A la mi-septembre, l’Australie rompait le « contrat du siècle » avec la France portant sur l’achat de sous-marins conventionnels, au profit de sous-marins à propulsion nucléaire américains. Parallèlement, les Etats-Unis annonçait un vaste partenariat de sécurité avec l’Australie et le Royaume-Uni dans la région indo-pacifique. Quels sont les déterminants stratégiques de ces décisions ? Et, qu’augurent-elles dans les nouveaux équilibres mondiaux ?
Analyse de Salam Alshareef spécialisé en économie politique, et post-doctorant au sein de la chaire de recherche Paix économique, Mindfulness et Bien-être au travail.
L’actualité a focalisé sur la rupture de contrat entre l’Australie et la France, au profit des sous-marins américains. En réalité, soulignez-vous : « Pour comprendre cette zone de l’indopacifique – dont l’évolution est décisive pour la stabilité internationale –, il est nécessaire de procéder à une analyse historique, intégrant une vision géoéconomique et politique. »

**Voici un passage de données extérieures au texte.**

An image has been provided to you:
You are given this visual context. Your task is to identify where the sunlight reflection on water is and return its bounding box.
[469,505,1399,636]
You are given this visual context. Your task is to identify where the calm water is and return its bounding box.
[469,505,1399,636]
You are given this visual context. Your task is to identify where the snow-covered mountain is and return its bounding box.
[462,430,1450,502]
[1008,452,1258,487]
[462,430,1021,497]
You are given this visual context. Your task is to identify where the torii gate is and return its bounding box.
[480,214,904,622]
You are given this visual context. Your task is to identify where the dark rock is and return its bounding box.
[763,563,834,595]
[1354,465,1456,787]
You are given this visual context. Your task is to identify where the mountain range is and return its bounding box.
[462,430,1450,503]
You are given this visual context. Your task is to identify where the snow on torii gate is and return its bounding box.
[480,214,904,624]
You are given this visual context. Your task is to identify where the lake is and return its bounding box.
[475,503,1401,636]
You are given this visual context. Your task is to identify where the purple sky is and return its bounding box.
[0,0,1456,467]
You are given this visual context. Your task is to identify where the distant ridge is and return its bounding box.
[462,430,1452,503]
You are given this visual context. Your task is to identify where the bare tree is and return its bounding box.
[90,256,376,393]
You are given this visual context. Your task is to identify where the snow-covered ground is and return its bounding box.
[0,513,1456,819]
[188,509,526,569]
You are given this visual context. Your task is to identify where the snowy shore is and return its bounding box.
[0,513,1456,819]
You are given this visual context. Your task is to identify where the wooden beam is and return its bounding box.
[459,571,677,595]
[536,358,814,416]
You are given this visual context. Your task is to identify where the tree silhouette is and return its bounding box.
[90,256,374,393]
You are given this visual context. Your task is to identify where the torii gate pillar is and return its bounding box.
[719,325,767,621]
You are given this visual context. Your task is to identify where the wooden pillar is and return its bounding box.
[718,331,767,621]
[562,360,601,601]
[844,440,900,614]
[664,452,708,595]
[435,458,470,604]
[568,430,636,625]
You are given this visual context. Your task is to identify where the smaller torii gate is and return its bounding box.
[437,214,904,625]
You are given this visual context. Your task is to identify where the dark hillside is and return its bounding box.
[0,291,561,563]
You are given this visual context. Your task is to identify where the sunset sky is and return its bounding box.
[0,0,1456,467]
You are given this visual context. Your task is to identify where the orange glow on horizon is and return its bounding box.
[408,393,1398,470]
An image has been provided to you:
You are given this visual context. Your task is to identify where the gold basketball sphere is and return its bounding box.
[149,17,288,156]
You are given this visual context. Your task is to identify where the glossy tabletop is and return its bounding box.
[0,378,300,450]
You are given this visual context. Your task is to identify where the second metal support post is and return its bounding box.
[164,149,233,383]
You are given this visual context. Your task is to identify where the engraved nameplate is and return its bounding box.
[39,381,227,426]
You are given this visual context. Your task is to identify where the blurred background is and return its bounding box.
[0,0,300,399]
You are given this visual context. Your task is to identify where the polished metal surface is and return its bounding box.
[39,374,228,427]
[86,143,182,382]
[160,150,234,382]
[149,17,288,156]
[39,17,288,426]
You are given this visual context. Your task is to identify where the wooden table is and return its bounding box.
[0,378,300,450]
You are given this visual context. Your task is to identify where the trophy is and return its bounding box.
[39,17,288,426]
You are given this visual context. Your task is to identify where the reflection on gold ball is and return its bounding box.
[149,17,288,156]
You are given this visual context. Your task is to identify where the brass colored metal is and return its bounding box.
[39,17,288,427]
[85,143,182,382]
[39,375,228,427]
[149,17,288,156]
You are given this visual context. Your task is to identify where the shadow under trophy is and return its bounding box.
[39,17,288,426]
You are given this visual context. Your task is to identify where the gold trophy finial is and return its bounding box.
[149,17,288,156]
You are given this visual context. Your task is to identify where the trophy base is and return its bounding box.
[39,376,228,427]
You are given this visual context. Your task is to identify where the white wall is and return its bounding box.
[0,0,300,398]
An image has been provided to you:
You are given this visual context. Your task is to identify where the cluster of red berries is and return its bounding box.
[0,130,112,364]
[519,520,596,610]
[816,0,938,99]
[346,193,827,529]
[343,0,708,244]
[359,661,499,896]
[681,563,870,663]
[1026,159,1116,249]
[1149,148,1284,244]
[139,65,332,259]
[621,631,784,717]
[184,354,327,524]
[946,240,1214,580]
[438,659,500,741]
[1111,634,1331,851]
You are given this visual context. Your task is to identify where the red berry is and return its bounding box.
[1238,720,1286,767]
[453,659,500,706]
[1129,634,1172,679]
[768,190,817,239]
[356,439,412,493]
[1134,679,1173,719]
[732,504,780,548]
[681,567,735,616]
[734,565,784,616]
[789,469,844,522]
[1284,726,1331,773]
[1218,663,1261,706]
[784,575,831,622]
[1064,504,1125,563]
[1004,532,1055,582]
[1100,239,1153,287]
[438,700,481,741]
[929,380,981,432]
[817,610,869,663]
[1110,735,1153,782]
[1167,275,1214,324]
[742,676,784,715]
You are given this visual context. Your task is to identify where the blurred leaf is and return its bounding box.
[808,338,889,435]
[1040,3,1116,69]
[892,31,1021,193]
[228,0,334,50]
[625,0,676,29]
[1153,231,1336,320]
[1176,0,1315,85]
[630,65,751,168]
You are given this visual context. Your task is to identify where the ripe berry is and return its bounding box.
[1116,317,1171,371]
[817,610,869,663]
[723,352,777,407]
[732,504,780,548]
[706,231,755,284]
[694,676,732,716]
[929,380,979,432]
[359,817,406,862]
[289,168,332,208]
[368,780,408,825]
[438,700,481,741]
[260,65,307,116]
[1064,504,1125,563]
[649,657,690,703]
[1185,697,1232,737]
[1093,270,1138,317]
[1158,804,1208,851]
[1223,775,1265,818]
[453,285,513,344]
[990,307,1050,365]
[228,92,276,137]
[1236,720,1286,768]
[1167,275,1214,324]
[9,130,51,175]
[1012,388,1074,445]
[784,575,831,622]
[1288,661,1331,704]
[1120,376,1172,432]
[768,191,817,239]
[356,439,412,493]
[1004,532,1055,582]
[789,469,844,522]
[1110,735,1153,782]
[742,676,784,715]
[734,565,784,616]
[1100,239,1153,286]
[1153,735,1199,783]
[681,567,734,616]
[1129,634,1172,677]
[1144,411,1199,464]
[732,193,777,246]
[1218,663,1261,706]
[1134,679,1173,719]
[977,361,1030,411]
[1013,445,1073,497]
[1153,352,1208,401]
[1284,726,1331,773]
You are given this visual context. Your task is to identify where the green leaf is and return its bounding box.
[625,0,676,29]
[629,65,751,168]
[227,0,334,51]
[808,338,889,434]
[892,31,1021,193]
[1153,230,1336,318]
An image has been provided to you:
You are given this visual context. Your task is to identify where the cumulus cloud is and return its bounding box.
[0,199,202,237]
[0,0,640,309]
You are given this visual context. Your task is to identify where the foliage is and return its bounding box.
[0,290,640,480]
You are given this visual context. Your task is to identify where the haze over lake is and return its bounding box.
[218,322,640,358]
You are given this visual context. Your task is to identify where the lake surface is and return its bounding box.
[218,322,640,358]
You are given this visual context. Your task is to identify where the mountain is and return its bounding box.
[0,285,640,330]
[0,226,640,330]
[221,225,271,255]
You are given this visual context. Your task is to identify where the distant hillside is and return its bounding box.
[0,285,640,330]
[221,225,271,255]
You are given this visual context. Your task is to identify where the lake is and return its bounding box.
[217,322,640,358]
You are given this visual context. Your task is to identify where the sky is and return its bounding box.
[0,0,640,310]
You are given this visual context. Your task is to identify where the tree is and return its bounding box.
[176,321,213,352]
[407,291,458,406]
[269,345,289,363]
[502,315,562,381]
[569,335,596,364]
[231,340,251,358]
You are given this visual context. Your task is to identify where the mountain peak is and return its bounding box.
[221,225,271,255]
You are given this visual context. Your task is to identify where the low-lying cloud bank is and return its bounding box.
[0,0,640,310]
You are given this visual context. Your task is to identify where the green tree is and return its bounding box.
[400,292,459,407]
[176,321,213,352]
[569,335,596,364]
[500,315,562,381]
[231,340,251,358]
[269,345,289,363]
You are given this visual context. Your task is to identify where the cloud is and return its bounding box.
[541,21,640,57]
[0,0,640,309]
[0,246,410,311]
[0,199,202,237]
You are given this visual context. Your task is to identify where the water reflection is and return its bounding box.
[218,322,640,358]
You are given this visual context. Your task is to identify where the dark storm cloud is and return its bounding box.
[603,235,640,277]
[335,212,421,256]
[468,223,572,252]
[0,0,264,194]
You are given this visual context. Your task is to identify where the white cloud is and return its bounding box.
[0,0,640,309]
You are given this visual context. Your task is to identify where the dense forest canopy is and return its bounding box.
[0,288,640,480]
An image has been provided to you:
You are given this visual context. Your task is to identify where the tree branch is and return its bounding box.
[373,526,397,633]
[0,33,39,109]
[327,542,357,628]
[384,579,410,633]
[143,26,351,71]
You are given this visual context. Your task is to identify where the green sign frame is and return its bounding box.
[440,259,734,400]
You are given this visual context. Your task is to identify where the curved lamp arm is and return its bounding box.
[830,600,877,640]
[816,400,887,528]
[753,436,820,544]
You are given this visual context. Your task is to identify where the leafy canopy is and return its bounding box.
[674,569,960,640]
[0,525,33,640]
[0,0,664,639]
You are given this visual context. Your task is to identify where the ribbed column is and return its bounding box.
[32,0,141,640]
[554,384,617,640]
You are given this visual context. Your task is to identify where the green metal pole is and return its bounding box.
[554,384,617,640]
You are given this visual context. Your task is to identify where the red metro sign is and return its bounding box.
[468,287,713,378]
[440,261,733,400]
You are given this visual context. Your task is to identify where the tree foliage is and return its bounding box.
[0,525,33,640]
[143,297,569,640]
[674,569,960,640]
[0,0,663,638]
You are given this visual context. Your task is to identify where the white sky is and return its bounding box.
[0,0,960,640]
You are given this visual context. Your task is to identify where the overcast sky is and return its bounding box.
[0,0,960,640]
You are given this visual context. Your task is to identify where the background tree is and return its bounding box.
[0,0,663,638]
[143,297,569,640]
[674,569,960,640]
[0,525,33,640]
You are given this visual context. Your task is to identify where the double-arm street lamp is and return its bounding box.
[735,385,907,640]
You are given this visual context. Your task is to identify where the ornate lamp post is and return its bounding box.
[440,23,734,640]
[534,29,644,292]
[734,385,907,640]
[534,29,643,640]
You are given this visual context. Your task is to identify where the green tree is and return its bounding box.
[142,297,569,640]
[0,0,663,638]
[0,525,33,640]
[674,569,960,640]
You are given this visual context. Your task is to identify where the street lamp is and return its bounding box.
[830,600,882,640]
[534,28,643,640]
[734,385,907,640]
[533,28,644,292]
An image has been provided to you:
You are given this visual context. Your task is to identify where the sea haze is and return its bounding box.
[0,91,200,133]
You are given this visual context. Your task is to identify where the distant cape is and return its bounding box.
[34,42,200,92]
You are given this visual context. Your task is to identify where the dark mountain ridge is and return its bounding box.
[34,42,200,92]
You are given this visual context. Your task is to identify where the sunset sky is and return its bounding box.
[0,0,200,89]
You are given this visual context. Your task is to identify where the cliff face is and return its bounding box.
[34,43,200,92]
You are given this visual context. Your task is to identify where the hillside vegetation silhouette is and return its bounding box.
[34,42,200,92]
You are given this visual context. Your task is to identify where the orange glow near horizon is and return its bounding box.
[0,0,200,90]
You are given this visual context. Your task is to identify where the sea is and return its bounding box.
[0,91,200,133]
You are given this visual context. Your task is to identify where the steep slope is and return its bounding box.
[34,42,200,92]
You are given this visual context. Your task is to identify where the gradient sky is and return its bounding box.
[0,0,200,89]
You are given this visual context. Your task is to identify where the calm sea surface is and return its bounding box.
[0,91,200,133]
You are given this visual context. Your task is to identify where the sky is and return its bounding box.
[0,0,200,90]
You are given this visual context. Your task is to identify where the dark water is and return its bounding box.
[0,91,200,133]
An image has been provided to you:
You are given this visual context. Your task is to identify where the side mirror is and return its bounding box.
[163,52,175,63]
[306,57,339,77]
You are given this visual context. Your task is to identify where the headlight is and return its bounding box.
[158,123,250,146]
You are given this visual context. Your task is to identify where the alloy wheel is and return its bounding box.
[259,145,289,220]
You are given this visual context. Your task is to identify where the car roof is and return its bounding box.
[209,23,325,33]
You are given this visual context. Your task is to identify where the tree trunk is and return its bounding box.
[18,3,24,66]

La rupture de contrat entre l’Australie et la France au profit des Etats-Unis, s’est accompagnée de la création d’une nouvelle alliance politique, nommée « Aukus », entre les Etats-Unis, le Royaume-Uni et l’Australie. Quelques jours après, Washington a accueilli le premier sommet des dirigeants de Quad – un espace de coopération sécuritaire entre l’Inde, la Japon, l’Australie et les Etats-Unis, perçu comme l’équivalent de l’OTAN en Asie. Ces partenariats visent des objectifs stratégiques mondiaux dans le contexte de basculement du centre de gravité économique vers l’Est, du conflit EU-Chine et du centre névralgique que constitue la région.
Que représente cette double alliance sur l’échiquier mondial ?
Notons tout d’abord les éléments de discours : les Etats-Unis soutiennent vouloir contrecarrer « l’agressivité chinoise » dans cette région. La Chine, quant à elle, perçoit dans ces alliances un retour à la Guerre froide, alimentant la conflictualité et la division entre les pays de la zone indo-pacifique.
En effet, les tensions en mer de Chine méridionale résultent de plusieurs facteurs historiques et géostratégiques. Ces tensions perdurent depuis le XIXème siècle, où la Chine contestait les puissances coloniales qui rivalisaient d’autorité sur ces îles. Depuis 2008, le retour de ce conflit sur le devant de scène a été marqué par le pivot asiatique des Etats-Unis.
« Avec la politique « Pivot to Asia », amorcée par Obama, poursuivie par Trump et Biden, les Etats-Unis ambitionnent d’injecter 60 % des ressources totales allouées à la politique étrangère dans cette région du monde, où la Chine a été désignée comme un rival systématique », soulignez-vous. Quelles sont les motivations américaines ?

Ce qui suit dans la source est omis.